И опять в ванну резиновым кнутом погнали, а я соображала, что больше не вынесу, Люська им все подтвердила, так чего мне и впрямь, как ишачке, упрямиться? Не знаю, сознательно или подсознательно, но прибегла я не к речевой, а к физической оборонительности: брякнулась на пол и, уже не прикрывая одной рукой грудь, а другой — низ, начала биться, как эпилептик, кажется, у Достоевского прочла, как надо. Помогло. Отпустили, приказав, чтоб никому — ни слова, иначе убьют окончательно. Еще приказали на всю жизнь запомнить легенду: проводив Копейкис в Тбилиси, решила в море искупаться. Села в электричку на Сабунчинском вокзале и поехала за город, в Бузовны. Все, мол, знают и поверят, что такая, как я, способна и в декабре в воду полезть. Полезла в холодное море, простыла и забредила, и провалялась трое суток в винограднике. А стала выбираться, глаз о лозу поранила, еле выбралась. Я действительно еле выбиралась сразу из воспаления легких и почек, из ревмокардита. Но выбралась, слава Богу, пожертвовав всего одним глазом и небольшим пороком сердца. А вполне могла и ослепнуть, да и помереть.

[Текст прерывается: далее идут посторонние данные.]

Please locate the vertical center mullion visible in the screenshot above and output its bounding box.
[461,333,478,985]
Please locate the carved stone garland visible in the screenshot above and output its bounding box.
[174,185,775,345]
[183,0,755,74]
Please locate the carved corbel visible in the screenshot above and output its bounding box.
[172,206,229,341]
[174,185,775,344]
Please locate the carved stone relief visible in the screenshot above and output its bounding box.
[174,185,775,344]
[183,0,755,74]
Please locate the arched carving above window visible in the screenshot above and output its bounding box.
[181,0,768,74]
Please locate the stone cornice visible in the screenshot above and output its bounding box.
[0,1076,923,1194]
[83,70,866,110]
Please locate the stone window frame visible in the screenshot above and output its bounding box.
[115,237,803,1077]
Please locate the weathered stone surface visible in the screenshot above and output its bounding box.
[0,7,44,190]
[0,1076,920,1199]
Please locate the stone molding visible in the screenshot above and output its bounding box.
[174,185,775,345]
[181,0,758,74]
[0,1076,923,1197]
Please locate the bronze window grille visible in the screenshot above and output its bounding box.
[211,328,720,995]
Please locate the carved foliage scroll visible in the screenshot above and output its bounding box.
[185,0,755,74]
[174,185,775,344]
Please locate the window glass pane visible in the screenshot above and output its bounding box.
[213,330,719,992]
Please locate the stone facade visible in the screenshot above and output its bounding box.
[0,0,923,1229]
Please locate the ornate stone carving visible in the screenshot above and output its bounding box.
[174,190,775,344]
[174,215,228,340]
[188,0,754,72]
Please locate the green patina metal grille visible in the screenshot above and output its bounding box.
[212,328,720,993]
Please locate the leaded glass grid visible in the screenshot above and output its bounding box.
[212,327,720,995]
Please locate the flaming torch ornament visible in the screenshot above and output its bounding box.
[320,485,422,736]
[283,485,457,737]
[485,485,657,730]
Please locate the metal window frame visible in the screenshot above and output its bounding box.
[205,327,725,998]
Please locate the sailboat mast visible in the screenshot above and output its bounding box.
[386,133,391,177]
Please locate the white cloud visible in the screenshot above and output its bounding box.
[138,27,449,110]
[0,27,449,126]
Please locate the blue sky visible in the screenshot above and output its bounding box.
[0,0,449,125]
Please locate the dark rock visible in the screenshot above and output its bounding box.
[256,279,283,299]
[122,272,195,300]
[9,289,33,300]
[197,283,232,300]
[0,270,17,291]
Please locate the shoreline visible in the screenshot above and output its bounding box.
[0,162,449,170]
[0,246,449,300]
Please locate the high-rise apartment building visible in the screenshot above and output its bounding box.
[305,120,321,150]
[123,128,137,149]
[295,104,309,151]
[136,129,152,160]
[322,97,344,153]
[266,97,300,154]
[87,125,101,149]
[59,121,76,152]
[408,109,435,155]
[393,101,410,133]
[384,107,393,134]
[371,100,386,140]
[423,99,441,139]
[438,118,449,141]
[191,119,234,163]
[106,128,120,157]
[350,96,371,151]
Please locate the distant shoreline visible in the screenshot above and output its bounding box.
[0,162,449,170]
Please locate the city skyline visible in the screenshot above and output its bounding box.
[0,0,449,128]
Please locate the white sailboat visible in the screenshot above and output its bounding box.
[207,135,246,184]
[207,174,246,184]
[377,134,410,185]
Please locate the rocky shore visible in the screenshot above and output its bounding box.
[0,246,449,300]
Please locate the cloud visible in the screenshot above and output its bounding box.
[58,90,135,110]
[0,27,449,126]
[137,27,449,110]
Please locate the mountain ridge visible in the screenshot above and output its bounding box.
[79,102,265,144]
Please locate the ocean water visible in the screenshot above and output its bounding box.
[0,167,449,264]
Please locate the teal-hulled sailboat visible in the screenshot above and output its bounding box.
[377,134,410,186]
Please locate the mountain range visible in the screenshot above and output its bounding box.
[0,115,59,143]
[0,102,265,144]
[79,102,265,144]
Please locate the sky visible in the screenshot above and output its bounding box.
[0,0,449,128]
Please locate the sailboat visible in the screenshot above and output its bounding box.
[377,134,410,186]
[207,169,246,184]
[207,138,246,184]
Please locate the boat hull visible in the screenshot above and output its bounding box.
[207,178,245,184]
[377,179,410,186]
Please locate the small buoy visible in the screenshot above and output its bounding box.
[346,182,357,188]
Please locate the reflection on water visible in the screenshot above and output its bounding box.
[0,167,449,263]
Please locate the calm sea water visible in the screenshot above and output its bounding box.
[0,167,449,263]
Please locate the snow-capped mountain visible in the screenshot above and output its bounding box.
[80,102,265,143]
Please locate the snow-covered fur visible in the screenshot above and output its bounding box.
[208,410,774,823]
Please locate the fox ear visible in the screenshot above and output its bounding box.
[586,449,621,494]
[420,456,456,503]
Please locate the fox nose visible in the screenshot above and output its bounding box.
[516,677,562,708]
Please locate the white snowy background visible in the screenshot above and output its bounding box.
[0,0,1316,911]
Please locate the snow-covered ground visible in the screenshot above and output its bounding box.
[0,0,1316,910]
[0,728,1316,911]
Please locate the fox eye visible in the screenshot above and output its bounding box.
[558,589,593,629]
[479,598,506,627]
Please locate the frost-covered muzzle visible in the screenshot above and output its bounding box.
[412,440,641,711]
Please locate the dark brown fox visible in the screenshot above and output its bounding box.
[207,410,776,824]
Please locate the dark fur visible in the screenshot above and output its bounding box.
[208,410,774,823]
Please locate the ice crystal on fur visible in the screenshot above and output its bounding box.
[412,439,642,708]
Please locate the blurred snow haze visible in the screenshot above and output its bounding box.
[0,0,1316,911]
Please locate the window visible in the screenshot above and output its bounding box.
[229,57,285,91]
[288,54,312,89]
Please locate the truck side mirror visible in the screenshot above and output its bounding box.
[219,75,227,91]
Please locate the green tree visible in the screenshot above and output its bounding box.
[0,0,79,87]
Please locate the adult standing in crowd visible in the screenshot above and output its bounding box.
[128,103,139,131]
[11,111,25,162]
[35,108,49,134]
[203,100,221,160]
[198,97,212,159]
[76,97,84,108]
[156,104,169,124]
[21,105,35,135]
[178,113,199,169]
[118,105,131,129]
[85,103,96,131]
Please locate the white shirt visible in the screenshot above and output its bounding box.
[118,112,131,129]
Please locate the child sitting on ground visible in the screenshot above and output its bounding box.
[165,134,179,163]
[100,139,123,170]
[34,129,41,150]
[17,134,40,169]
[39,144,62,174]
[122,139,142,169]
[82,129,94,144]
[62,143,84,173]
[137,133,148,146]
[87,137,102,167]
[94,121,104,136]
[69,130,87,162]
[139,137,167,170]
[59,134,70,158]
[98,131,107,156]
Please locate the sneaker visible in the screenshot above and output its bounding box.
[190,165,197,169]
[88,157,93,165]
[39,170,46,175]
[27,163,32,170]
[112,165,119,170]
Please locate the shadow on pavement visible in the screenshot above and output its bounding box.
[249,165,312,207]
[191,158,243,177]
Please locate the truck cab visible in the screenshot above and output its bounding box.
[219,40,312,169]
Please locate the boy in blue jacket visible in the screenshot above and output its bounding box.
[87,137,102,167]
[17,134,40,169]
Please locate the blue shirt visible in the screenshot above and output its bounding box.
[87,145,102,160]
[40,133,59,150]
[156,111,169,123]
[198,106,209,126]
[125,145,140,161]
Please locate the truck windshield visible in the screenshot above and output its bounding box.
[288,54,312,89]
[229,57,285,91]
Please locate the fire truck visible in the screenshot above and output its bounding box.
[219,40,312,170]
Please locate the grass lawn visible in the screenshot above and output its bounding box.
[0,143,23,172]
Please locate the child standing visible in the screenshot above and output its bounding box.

А их легенде, тоже действительно, все поверили. Даже моя закадычная подруга Копейкис, которую, я, как и все в школе, называла по фамилии, вслед которой я ободряюще махала на перроне и улыбалась. И вот такую, махающую и улыбающуюся, меня и взяли под белы рученьки и — в серый дом. Когда Копейкис пришла ко мне, вернувшись из Тбилиси, как всегда очень красивая, с подведенным пухлым ртом, и своими ясными, зелеными глазами вопросительно посмотрела на меня, всю распухшую, я ей выпалила уже накатанную перед родными и соседями легенду. Папа в предпоследний раз лежал тогда в госпитале, он бы, не исключаю, заподозрил неладное.